Solange me répétait souvent, ces derniers temps, comme à peu près chaque année vers la mi-avril, qu’il allait falloir bientôt se méfier de la montée de la sève des plantes. Avec une précision de métronome, tous les jours, elle allait s’asseoir sur un petit tabouret métallique de couleur crème qu’elle disposait au ras des doubles rideaux, lissait de la main gauche sa longue chevelure brune et contemplait notre jardin de longs moments, à s’étrécir la prunelle des yeux. C’était une quasi extase. Les rondeurs des haies, les bourgeons qui poignaient, la pelouse qui prenait des couleurs, le pépiement des jeunes oiseaux qui retentissait de nouveau, tout cela la revigorait comme une bonne tasse de chocolat chaud. Son printemps, elle le devinait derrière la fenêtre, l’imaginait, le modelait comme une statue en argile. Et quand elle se l’était bien appropriée, s’étant faite à l’idée que les jours étaient à présent suffisamment longs, que le fond de l’air était suffisamment doux alors elle pouvait ouvrir la baie vitrée et faire quelques pas dans notre jardin.
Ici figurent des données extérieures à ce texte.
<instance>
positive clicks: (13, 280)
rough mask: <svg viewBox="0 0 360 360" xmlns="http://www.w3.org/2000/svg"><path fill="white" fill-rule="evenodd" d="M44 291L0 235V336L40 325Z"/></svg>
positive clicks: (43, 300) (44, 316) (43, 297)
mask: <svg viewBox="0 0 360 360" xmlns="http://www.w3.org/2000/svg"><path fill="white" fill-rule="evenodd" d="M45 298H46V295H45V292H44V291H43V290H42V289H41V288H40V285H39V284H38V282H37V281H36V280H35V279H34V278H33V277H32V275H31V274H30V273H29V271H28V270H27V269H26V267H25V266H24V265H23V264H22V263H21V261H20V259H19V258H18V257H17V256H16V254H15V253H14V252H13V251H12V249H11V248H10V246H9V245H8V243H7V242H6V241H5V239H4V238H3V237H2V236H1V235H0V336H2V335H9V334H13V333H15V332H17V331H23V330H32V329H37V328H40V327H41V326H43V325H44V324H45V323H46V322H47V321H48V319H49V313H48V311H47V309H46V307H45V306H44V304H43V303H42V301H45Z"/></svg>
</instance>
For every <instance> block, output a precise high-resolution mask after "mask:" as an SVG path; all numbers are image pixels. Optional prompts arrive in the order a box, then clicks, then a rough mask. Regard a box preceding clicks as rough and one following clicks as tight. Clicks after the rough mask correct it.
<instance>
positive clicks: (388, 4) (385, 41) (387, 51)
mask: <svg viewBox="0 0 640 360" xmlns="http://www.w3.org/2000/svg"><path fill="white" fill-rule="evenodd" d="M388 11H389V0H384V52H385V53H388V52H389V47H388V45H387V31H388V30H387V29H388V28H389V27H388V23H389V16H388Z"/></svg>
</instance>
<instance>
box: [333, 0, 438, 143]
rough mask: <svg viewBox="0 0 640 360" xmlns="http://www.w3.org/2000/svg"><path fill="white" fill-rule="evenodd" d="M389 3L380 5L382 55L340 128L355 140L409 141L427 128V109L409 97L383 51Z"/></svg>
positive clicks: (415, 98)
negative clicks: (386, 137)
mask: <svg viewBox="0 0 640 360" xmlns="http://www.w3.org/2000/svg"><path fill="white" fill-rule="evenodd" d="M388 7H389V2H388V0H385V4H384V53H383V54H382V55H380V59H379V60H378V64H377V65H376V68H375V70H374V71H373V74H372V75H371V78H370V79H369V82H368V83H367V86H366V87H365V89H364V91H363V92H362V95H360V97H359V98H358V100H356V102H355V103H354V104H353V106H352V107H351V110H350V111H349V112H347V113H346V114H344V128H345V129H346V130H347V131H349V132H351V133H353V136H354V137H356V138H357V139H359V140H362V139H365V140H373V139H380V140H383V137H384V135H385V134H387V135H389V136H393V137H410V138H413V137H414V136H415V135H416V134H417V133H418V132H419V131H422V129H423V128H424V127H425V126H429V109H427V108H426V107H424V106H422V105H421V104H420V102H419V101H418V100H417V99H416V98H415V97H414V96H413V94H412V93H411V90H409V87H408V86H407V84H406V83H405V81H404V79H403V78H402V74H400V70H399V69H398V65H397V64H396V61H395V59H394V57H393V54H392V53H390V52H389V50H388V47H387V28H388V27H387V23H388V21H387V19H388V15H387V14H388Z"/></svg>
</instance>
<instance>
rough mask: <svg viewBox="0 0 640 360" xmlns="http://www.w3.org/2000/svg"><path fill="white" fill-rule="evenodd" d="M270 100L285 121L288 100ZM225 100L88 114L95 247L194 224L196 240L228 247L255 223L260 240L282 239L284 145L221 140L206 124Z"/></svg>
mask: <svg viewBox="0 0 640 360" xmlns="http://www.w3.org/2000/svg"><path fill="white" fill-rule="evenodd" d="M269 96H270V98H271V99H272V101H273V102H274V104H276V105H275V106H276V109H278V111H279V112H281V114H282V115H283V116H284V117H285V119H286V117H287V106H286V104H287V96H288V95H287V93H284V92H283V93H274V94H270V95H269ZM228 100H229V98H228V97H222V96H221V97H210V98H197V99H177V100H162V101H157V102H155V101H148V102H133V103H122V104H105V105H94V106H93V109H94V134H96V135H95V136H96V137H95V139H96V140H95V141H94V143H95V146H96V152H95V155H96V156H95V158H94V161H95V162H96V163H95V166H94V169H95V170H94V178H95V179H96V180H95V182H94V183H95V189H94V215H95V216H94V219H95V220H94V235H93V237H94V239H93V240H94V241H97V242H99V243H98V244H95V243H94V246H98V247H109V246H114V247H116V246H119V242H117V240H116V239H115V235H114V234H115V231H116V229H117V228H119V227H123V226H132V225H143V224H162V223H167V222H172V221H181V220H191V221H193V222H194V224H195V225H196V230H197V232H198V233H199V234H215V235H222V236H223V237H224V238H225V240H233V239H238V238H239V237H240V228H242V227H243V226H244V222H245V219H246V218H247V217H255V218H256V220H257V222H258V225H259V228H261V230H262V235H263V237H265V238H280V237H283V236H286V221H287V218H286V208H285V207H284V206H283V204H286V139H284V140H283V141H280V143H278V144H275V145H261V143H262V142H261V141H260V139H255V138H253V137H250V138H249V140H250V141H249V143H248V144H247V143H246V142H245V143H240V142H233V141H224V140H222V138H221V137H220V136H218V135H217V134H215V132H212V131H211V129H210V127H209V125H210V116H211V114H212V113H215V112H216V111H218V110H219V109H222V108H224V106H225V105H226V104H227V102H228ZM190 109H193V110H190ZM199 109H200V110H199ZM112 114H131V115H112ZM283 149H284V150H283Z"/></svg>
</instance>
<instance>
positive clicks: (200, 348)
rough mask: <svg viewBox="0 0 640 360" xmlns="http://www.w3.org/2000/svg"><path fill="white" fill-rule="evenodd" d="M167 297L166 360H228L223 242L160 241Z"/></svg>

Avant cette appropriation, elle était d’une nervosité exacerbée. Elle chuchotait sur son tabouret des phrases comme : « Comment pourrons-nous sortir et écraser les fragiles brins d’herbe ? », « Ne crois-tu pas que les Dujardin vont tailler leur haie, ne pourrions-nous pas en faire autant ? », « Il faudrait nettoyer la mangeoire à oiseaux, il fait maintenant suffisamment doux ». J’acquiesçais, ne voulant pas la chagriner mais je savais bien, qu’au fond, elle crevait de peur. Elle crevait de peur parce qu’un nouveau printemps frappait à notre porte, ce qui devait signifier beaucoup pour elle. Une année venait de s’écouler. Les trotteuses de sa vie n’en finissaient pas de tourner comme la terre autour de ses pôles.
Alors d’un mot gentil, d’une caresse aimable, d’un regard d’apaisement, je la rassurais et elle oubliait pour un instant ce qu’elle cherchait en scrutant à travers le double vitrage. Elle se levait, réajustait sa jupe sombre et allait s’asseoir dans le canapé, où je l’entendais souffler doucement, comme un murmure qui s’échappe. Et c’était dans ces instants précieux de mi-avril, que je réalisais que je ne pourrais pas vivre sans elle et que j’aimais à penser qu’elle ne pourrait pas vivre sans moi. Enfin, je l’espérais.